He said while financial system can withstand pressure much longer than people expect it to, when pressure builds up to a point where implosion happens, it is catastrophic and this is the broad nature of financial system.

He said that regulator cannot take strict actions just because of the fear that NPAs are building up, as it hurts the credit growth. During his term as RBI chief, there were many reasons attributed for higher NPAs, but crony capitalism was just one of the factors among them. He stated that then government did not exert pressure on the RBI to prop up loan growth.

FIT model sustainable

Subbarao said while there are talks about the effectiveness of the RBI’s flexible inflation targeting (FIT) mechanism, the model has served its purpose well in targeting inflation.

The objectives of monetary, he says, are price stability, growth and financial stability. But these three objectives do not land pari-pasu. Price stability takes priority over growth and financial stability. Under the current FIT, if inflation is beyond the target range of 2-6 per cent, the primary responsibility of central bank is to bring inflation to target range. Once the inflation is in target range, the central bank is enjoined to keep in view financial stability and growth concerns.

The criticism against FIT has been that in its obsession of delivering targeted inflation, the RBI is sacrificing growth.

“I don’t think that we must throw away the baby with the bath water. I worked in a pre-FIT framework, and I believe FIT has been a force for the good…But we should see how to marry concerns of growth and inflation and how to manage the trade off.”
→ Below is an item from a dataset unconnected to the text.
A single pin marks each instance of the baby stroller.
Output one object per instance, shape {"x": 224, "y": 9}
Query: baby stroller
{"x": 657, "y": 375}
In short term, while rate hikes reduce growth, in the longer term, lower and steady inflation is necessary for growth. On debate around removing food inflation from the CPI index, he said food inflation plays a major part on household inflation expectation on ground.

“The other debate has been…around core inflation and headline inflation. There is a problem about the appropriateness of the CPI basket, it needs to be revised. But the fact remains, that food is a big component of India’s inflation basket…it is food inflation that are experienced in market everyday. It sets market expectation. To believe that RBI must target an esoteric number that people don’t related to, abandon food inflation, it is not correct.” He also said that India’s GDP growth slowdown is largely structural, and partly cyclical in nature.